Non lo sappiamo fino al 569 circa, quando un gruppo di Longobardi attraversò la regione per saccheggiare l’abbazia di Saint-Maurice d’Agaune, nel Vallese. La reazione dei Franchi sfociò in una guerra che portò, nel 575, alla definitiva annessione della Valle d’Aosta al regno franco di Borgogna, sotto lo scettro di re Gontran, e alla sua piena integrazione culturale nel dominio linguistico gallo-romanzo, analogamente alle altre regioni dell’ex regno borgognone.
Monsignor Duc osservava che queste regioni formavano (o meglio formavano ancora all’inizio del XX secolo) il dominio linguistico franco-provenzale: “Se le popolazioni, che parlano i dialetti transalpini e inalpini, si sollevassero oggi in massa e dichiarassero la loro indipendenza, vedremmo il vecchio regno di Borgogna risorgere nel suo insieme e per la quarta volta”[7].

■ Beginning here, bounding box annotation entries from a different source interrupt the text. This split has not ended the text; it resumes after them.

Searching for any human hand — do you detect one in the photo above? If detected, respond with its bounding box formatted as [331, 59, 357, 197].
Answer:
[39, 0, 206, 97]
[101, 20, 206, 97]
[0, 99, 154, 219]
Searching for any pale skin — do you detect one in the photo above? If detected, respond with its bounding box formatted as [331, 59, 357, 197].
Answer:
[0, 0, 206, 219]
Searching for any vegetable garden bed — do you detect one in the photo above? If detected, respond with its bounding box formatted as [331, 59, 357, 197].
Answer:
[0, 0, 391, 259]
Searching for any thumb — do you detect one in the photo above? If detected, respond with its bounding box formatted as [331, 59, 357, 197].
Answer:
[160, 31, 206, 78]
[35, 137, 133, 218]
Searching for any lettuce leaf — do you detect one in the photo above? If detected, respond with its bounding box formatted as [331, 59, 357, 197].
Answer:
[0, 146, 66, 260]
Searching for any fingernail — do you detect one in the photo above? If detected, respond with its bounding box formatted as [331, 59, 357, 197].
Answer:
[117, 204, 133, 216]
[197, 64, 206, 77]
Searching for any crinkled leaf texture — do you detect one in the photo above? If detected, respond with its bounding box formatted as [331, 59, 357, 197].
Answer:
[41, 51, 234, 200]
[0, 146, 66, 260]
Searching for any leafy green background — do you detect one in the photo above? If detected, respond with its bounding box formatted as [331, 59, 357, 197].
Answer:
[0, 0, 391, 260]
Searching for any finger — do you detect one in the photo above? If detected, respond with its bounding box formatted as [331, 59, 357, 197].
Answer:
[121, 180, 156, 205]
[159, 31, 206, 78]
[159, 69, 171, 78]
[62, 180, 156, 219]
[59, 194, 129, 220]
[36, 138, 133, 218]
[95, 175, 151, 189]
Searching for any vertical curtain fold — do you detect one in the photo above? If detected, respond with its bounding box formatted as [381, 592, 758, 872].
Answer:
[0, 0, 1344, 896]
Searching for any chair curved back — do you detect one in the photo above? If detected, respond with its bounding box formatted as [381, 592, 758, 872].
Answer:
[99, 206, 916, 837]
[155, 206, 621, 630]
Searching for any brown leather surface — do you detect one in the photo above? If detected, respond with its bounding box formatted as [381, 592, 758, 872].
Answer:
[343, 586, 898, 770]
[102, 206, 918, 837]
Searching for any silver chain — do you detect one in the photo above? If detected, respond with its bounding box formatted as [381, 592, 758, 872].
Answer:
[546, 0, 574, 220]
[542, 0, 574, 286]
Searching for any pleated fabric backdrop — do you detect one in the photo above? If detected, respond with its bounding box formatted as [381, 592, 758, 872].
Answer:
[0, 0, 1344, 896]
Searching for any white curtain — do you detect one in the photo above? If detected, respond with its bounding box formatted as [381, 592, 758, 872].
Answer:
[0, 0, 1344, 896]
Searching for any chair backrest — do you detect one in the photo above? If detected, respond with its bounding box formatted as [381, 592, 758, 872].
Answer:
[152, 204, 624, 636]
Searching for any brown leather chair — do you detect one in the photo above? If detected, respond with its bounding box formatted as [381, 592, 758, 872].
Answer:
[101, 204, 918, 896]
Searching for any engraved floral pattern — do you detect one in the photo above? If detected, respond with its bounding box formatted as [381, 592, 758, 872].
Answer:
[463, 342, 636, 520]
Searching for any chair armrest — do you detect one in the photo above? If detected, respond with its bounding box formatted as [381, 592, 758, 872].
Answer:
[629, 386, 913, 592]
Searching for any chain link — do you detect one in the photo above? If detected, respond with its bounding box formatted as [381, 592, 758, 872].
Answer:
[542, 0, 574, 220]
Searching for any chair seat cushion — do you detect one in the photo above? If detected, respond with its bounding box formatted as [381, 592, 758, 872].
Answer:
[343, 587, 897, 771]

Il grande linguista svizzero Walther von Wartburg ha confermato l’intuizione del vescovo valdostano, supportandola con argomenti scientifici, sia fonetici che lessicali[8].
Recentemente i suoi studi sono stati criticati da altri linguisti[9], ma la coincidenza geografica tra il dominio linguistico e l’antico regno burgundo rimane innegabile e rappresenta un indizio significativo a favore dell’appartenenza della Valle d’Aosta a quest’ultimo.
Ripubblicato da Lo Flambò – Le Flambeau, n°3 / 2025, per gentile concessione.
Note
[1] R. Viot, Chronologie du Duché d’Aoste, in Archivum Augutanum IV, Aoste 1970, p. 205; J.-Cl. Mochet, Porfil historial et diagraphique de la très antique cité d’Aouste, Aoste 1968, p. 130.
[2] J.-B. de Tillier, Historique de la Vallée d’Aoste, Aoste 1966, p. 36.
[3] J.-A. Duc, Histoire de l’Église d’Aoste, vol. I, Aoste 1901, p. 70.
[4] C. Patrucco, Aosta dalle invasioni barbariche alla signoria sabauda, in Miscellanea Augustana (Biblioteca della Società Storica Subalpina XVII, Pinerolo 1903, p. IX.
[5] J.-G. Rivolin, M. Costa, Notes d’histoire de la Vallée d’Aoste, Aosta 2003, p. 9.
[6] L’épopée burgonde – Naissance du Moyen Âge en Haute-Savoie, Éditions Snoeck, Gand, 2025, 136 pagine.
[7] J.-A. Duc, op. cit, vol. I, p. 375. I tre precedenti regni burgundi citati dall’autore sono: il secondo regno burgundo (443-534), il regno franco-burgundo delle dinastie merovingia e carolingia (543-843) e il regno creato da Rodolfo di Welf dopo la caduta dell’impero di Carlo Magno (887-1032).
[8] W. von Wartburg, La Fragmentation linguistique de la Romania, Parigi, 1967.
[9] E. Schüle, Le problème burgonde vu par un romaniste, in Colloque de dialectologie francoprovençale, Actes, Neuchâtel-Genève, 1971, pp. 26-47; G. Tuaillon, Le francoprovençal, progrès d’une définition, Saint-Nicolas, 1983.